Lithium is an effective mood stabilizer for older adults but carries increased risks due to age-related physiological changes, comorbidities, and reduced renal function. Regular monitoring of lithium levels, renal and thyroid function, and electrolytes is essential to prevent toxicity, ensure safe dosing, and optimize treatment outcomes.
Methods:
This audit aimed to evaluate lithium monitoring practices within psychiatry of old age services in Mental Health Services for Older Persons. It focused on the monitoring of lithium levels and relevant blood tests, as well as the completion of comprehensive lithium assessments to ensure safe and effective use in older adults keeping in view of the vulnerability of this age group.
Results:
A retrospective review of all lithium patients attending the service was conducted, assessing lithium evaluations, documentation, monitoring of side effects, and adherence to recommended blood monitoring standards following NICE and Maudesley guidelines.
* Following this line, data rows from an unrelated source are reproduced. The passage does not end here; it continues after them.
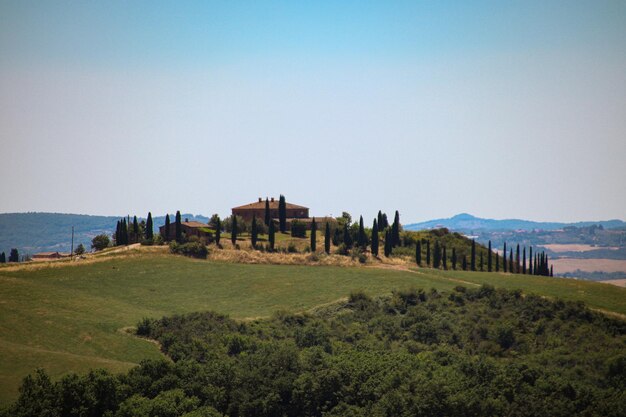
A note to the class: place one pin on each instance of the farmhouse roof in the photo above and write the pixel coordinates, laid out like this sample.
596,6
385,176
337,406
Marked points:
261,205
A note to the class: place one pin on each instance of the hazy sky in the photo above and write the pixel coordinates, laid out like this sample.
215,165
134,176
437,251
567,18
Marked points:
501,109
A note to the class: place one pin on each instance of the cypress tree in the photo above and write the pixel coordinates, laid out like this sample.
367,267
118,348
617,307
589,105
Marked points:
387,243
362,239
436,255
135,229
149,228
313,235
254,233
233,230
347,237
375,238
385,222
218,231
272,236
489,265
418,253
327,239
179,230
268,218
453,258
124,236
167,228
395,230
282,214
473,258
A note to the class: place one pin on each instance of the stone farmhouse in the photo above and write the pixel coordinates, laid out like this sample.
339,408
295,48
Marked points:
294,212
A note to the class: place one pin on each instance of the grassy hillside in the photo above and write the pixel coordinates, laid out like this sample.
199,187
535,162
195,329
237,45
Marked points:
71,318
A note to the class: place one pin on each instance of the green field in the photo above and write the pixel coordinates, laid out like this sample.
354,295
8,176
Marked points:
72,318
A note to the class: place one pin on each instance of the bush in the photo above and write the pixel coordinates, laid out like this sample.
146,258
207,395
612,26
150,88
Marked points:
191,249
298,229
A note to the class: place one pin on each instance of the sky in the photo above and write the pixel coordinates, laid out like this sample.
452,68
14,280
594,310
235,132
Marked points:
503,109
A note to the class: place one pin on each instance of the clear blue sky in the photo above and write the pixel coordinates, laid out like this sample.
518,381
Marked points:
500,109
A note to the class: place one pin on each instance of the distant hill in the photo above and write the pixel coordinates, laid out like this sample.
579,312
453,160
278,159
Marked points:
466,223
47,232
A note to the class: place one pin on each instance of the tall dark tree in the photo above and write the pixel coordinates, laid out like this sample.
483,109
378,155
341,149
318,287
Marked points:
254,232
437,255
395,230
166,237
268,218
453,258
489,263
473,257
418,253
347,237
387,243
384,223
14,255
178,228
271,236
233,230
375,238
149,227
327,238
282,214
362,239
135,229
313,235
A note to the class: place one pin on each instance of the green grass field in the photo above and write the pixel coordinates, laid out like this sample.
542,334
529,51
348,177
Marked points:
71,318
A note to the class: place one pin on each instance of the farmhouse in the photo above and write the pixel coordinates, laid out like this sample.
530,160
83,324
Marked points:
188,228
294,212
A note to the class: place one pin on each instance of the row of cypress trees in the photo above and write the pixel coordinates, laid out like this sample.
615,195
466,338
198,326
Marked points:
126,233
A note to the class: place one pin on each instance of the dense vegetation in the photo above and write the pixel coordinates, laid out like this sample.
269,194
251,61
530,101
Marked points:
464,353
In Cycle 1, deficiencies were noted in documenting side effects, medication interactions, and regular monitoring of eGFR and physical health. In response, Cycle 2 introduced a service development project with structured monitoring tools. Lithium flowsheets were implemented to record blood tests every three months, and lithium stickers were used by nursing staff to document results in clinical notes. A two-page clinical assessment form, incorporating tick-boxes for side effects, interactions, and patient education, ensured all areas were systematically addressed. A GP template was also developed to prompt timely blood tests.
These interventions resulted in significant improvements in lithium monitoring and documentation. Additionally, a formal lithium policy was established within the North Dublin Mental Health Services for Older People Community Mental Health Team, supporting consistent and safe practice.
Conclusion:
Overall, the implementation of structured monitoring tools and policy measures enhanced adherence to recommended blood tests, improved documentation of side effects, and strengthened patient education. These initiatives have collectively improved the quality, safety, and effectiveness of lithium prescribing in older adults.